Travail et chaleur : quels sont vos droits ?

En cas de chaleur excessive ou de canicule, le droit du travail prévoit plusieurs mesures garantissant des conditions de travail adaptées et préservant la santé des salariés. Quels sont les droits des employés et les devoirs des employeurs en cas de températures extrêmes ?

Causes de chaleur

Un été caniculaire ou des températures extrêmes peuvent rapidement rendre le travail d'un salarié difficile. Mais la chaleur au travail n'est pas seulement l'apanage du climat. Les fonderies, hauts fourneaux ou aciéries voient la chaleur de leurs usines augmentée par la fusion de la matière travaillée.

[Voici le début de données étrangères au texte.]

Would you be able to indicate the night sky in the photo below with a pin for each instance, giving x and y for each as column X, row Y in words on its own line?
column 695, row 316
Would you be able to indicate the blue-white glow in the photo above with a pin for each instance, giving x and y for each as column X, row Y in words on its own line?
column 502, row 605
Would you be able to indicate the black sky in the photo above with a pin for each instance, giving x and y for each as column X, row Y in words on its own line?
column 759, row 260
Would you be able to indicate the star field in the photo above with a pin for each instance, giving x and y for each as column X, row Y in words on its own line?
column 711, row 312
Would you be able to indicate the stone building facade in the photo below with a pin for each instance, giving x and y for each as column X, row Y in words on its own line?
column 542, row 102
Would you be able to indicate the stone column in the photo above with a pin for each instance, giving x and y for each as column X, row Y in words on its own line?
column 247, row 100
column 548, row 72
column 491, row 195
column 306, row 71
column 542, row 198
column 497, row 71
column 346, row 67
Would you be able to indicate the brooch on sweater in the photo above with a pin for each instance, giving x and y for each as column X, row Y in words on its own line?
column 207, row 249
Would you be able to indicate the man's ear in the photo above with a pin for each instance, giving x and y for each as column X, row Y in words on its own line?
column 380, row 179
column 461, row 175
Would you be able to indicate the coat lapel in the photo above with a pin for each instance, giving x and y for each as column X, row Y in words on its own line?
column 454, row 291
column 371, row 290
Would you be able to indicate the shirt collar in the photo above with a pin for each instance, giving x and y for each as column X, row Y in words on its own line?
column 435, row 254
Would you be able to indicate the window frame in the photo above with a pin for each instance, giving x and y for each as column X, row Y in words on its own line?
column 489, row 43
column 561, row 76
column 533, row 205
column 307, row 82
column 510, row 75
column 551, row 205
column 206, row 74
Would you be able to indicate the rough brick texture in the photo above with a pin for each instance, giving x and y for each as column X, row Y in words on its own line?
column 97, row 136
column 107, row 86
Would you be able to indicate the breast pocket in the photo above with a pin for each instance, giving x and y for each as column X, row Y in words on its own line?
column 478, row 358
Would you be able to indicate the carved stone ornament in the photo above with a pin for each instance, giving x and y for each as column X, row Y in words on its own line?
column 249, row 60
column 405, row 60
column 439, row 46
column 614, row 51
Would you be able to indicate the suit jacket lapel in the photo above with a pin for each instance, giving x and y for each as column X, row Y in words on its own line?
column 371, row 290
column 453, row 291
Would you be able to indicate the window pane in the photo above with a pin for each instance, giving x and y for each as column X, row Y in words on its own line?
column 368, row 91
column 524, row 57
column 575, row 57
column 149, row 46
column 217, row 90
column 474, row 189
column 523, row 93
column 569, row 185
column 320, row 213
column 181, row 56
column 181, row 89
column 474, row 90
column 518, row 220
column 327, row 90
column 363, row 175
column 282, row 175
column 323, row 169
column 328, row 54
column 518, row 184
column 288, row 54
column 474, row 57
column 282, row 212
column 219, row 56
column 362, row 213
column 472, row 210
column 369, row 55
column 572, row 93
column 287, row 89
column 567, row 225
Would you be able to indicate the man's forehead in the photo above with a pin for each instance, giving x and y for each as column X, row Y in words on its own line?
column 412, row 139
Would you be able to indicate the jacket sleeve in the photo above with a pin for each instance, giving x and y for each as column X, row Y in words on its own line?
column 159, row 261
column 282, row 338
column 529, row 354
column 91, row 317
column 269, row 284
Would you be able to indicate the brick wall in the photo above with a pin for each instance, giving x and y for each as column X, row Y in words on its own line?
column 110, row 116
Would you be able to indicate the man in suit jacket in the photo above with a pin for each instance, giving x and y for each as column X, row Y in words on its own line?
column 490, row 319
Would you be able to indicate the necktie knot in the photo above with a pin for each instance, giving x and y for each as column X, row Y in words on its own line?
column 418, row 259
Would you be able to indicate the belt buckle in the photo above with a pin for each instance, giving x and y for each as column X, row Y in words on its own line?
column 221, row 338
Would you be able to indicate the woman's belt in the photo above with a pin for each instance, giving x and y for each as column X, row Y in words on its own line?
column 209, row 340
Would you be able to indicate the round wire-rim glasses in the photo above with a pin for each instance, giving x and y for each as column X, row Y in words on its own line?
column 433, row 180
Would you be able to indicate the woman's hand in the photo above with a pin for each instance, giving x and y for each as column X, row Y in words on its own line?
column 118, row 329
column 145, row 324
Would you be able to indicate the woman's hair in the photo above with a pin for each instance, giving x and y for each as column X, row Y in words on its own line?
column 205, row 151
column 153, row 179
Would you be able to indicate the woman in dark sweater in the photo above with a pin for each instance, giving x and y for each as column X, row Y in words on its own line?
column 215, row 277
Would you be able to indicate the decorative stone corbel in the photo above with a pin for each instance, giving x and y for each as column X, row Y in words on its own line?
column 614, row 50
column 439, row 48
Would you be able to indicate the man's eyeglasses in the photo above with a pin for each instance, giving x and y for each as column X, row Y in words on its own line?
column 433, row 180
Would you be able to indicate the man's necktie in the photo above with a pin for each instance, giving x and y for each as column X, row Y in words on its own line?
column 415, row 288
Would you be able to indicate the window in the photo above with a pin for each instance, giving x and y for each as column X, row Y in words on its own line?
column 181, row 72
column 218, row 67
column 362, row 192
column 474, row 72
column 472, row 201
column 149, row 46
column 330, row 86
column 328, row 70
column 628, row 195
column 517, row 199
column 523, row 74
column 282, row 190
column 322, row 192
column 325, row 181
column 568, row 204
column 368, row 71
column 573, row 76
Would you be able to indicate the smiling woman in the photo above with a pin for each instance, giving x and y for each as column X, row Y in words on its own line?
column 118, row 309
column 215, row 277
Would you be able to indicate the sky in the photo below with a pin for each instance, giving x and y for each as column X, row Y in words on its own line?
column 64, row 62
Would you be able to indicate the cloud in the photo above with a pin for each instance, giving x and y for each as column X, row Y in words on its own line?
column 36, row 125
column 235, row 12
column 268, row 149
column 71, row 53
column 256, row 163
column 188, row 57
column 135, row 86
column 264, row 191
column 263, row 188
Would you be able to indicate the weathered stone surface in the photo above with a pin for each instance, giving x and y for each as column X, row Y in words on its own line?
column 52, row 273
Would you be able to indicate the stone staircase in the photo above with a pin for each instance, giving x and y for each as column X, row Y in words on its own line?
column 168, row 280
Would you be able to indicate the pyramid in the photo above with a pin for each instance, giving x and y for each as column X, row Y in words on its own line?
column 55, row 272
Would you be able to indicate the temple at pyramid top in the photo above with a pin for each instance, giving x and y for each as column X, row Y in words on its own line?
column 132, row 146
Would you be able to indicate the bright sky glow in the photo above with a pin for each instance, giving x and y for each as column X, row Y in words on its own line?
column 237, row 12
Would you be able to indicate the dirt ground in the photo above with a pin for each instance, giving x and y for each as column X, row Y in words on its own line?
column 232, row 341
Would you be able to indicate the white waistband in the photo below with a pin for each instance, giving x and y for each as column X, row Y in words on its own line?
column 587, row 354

Code du travail : les obligations de l'employeur

Pour protéger les salariés et offrir des conditions de travail convenables, le code du travail prévoit un certain nombre de mesures que l'employeur est tenu de prendre :

  • Mise à disposition d'eau potable et fraîche via des fontaines ou encore des bouteilles d'eau. Concernant les salariés du bâtiment, l'employeur doit fournir au minimum trois litres d'eau par travailleur et ce quel que soit le type de contrat de travail.

  • Dans les locaux fermés, l'air doit être renouvelé régulièrement afin "d'éviter les élévations élevées de température".

Autre solution envisageable en cas de forte chaleur : opter pour des aides mécaniques pour alléger les manutentions manuelles. L'employeur a également un devoir d'information en prévenant tous les salariés des risques, des moyens de prévention, et des symptômes du coup de chaleur. Au niveau des horaires, une entreprise peut aménager les horaires de travail pour éviter les fortes chaleur. Cependant, cette mesure n'est pas inscrite dans le code du travail.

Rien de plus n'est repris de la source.